The boy and the flag…
His mother remained silent as he spoke. Her eyes fixed on the faded patterned plastic table cloth below her that her elbows ruffled as they rested upon. In contrast, he with head upright and eyes fixed upon the camera; described how his son, and her grandson, had made his choice and had paid for it. He was shot and killed: and left a teenager forever more.
I, like the reporter, perhaps had expected his pause to be followed by the gradual secretion of tears; but his eyes remained dry and still. The photograph below, is one taken by Vanley Burke in Handsworth, Birmingham in the early 1970’s; and is one of the photographs that etched itself upon my psyche. This image, as well as a body of work entitled ‘Born to work’ by the photographer Nick Hedges made me want to take photographs seriously.

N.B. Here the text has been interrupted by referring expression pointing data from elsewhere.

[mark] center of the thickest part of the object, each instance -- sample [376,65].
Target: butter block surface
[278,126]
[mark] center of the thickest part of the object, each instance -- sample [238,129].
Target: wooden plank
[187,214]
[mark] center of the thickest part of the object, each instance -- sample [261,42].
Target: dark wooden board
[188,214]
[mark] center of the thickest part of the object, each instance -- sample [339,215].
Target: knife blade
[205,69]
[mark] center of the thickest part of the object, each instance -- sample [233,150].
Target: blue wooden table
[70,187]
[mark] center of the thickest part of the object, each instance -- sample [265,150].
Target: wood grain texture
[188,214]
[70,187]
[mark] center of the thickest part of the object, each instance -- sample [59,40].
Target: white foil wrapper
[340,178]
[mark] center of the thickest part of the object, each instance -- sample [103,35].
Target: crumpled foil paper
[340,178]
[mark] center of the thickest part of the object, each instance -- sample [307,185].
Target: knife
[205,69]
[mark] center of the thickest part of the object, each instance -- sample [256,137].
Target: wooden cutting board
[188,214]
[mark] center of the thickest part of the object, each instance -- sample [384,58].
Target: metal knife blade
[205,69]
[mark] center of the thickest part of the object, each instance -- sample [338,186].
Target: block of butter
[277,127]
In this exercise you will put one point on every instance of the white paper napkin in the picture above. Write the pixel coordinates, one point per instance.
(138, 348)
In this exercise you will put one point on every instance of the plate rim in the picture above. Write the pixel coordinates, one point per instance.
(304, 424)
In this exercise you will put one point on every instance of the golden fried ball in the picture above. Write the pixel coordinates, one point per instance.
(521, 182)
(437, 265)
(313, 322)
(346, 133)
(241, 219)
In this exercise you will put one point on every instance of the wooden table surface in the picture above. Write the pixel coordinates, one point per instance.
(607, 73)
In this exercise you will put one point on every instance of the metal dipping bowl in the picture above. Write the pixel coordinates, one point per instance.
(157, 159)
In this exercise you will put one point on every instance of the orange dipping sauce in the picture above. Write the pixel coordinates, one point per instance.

It would then, be a strange quirk of fate, that a few years ago now I would find myself in a room with Vanley and with the boy from that photograph, who now as a grown man, was being filmed for a news segment by Newsnight as he spoke of how his son had been shot and killed in a gang related murder.
The strange twists of life are not ours to control, which is why perhaps that the photograph affords us with such solace. As of course, it is so much easier for us to look back at the preserved certainties of our past than at a future beyond the hands of our making.

Boy with flag. Copyright Vanley Burke. Circa 1970



29. September 2009 at 20:13
This is a thought provoking post. Thanks for sharing. Excellent photo as well. It’s interesting how some things (such as photographs) can stay with us for a lifetime.
29. September 2009 at 22:39
Thank you for your comment - I really do appreciate it. Yes, it’s funny how smells, sounds and photographs can regress us back to the first time we experienced them. We know so much, and yet know so little about that thing between our ears.